# Evaluation of Integral (nln(n))^-1

1. Aug 4, 2012

### jimbobian

1. The problem statement, all variables and given/known data

Evaluate $$\int{\frac{1}{nln(n)} dn }$$

2. Relevant equations

3. The attempt at a solution

I know the answer thanks to WolframAlpha, I just want to understand why my method didn't work.

I took a stab at parts using:
$$u=\frac{1}{ln(n)}$$
$$\frac{dv}{dn}=\frac{1}{n}$$
So this gives:
$$v=ln(n)$$
Using quotient rule:
$$\frac{du}{dn}=\frac{0-(1)(1/n)}{(ln(n))^2}=\frac{-1}{n(ln(n))^2}$$
And therefore as:
$$\int{u\frac{dv}{dn} dn } = uv - \int{v\frac{du}{dn} dn}$$
$$\int{\frac{1}{nln(n)} dn } = ln(n)\frac{1}{ln(n)} - \int{ln(n)\frac{-1}{n(ln(n))^2} dn}$$
$$= 1 + \int{\frac{1}{n ln(n)} dn}$$

Which surely isn't right? Can anyone spot the mistake/reason why this method doesn't work?

Cheers

2. Aug 4, 2012

### uart

Hi Jimbobian. Write the integral as,

$$\int n^{-1} \, \left[ ln(n)\right]^{-1} dn$$

and then note that it is in the form of $\int g' \, f \circ g(n) \, dn$

This is a special form (the product of a function of a function times the derivative of the inner function) that we should always be on the look out for when trying to find an anti-derivative. This form always has a simple solution so long as we know the anti derivative of just the outer function "f()".

3. Aug 4, 2012

### jimbobian

Damn, one month after school finishing and I'd already forgotten to be on a look out for that, despite the number of times my teacher brought it up!
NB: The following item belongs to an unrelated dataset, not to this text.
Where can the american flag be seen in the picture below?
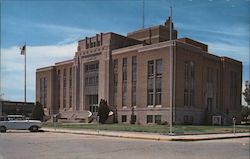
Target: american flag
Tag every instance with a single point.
(23, 50)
That form would certainly make evaluating it easier (and thank you for spotting it), but I would also like to know why my method didn't work?

4. Aug 4, 2012

### LCKurtz

We pretty much always ignore the constants of integration when we do integration by parts. When you integrate dv we take the constant zero. Your result just says the two antiderivatives differ by a constant, but that doesn't get you anywhere.

I assume you know that integral would be done with a u substitution, letting u = ln(x).

5. Aug 4, 2012

### jimbobian

Thank you! Yes, the actual integration, as uart pointed out, isn't challenging I just got hung up on why this didn't work.

Thank you both, my issue is solved!

6. Aug 4, 2012

### Ray Vickson

If you do a definite integration instead, say from 2 to x, integration by parts just gives you
$$\int_2^x \frac{dn}{n \ln(n)} = \int_2^x \frac{dn}{n \ln(n)},$$
which is no longer contradictory, but is also not useful.

RGV